Vers 1990 sur la Côte d’Azur, Marc (Jean Dujardin) est un homme comblé. Il est l’étoile montante de l’agence immobilière de son beau-père, il est marié, a une petite fille et vient d’emménager dans une belle maison avec piscine.

En quelques semaines, sa vie va être chamboulée. Il reconnaît en une jeune femme venue acquérir un bien immobilier Cathy (Marie-José Croze), son amour d’adolescent à Oran, dans la fièvre des attentats de l’OAS et de l’exode des pieds-noirs.
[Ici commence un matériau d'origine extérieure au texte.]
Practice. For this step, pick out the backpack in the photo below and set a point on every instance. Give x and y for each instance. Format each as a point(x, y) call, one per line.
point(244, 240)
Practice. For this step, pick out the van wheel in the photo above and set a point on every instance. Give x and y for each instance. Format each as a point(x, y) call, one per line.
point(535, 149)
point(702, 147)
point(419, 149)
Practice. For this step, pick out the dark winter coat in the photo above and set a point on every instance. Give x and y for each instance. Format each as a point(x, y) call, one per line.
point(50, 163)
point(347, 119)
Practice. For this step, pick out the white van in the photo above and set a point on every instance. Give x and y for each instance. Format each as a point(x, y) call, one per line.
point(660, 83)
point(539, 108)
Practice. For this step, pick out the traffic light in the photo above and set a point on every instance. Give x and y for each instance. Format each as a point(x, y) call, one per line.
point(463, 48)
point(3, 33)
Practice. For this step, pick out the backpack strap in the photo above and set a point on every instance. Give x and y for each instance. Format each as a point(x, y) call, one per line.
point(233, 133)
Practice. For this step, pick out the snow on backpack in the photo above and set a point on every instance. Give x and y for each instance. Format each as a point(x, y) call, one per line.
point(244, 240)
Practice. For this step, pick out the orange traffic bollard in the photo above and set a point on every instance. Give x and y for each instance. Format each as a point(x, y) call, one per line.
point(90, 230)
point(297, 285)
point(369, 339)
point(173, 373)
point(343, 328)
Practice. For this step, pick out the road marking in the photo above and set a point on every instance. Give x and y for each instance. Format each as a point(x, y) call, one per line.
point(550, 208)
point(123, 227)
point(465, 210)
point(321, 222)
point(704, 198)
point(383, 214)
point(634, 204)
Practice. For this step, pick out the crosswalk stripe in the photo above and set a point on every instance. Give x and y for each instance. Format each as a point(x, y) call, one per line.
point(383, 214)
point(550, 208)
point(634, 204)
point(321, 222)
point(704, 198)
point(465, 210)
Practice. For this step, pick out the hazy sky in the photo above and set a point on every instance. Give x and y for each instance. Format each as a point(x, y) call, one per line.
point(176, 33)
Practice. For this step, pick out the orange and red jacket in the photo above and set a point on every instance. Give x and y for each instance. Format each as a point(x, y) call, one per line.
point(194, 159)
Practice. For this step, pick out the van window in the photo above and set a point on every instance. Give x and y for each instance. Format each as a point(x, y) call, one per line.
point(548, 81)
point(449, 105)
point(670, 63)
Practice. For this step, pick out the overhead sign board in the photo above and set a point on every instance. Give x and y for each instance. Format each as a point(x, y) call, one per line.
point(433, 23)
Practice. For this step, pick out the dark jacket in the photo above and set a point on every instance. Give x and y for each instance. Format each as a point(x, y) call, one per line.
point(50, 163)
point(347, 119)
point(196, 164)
Mais Cathy est morte dans l’explosion de l’appartement de sa famille, et la jeune femme est le prête-nom d’une escroquerie s’appuyant sur une complicité au sein de l’agence.

Le monde de Marc s’effrite, il perd ses repères affectifs et professionnels. « Cathy » n’est pas l’adolescente dont il était fou amoureux, mais Marie-Jeanne, l’amie de Cathy qui n’avait d’yeux que pour lui mais qu’il n’avait jamais remarquée. « Je me suis perdu », dit-il à Marie-Jeanne dans la dernière scène.

Ce film sur le retour violent de la mémoire refoulée aurait pu être une grande œuvre. Mais il manque de crédibilité et tire un peu en longueur. Dommage !

Photo : Jean Dujardin et Marie-José Croze dans « un balcon sur la mer ».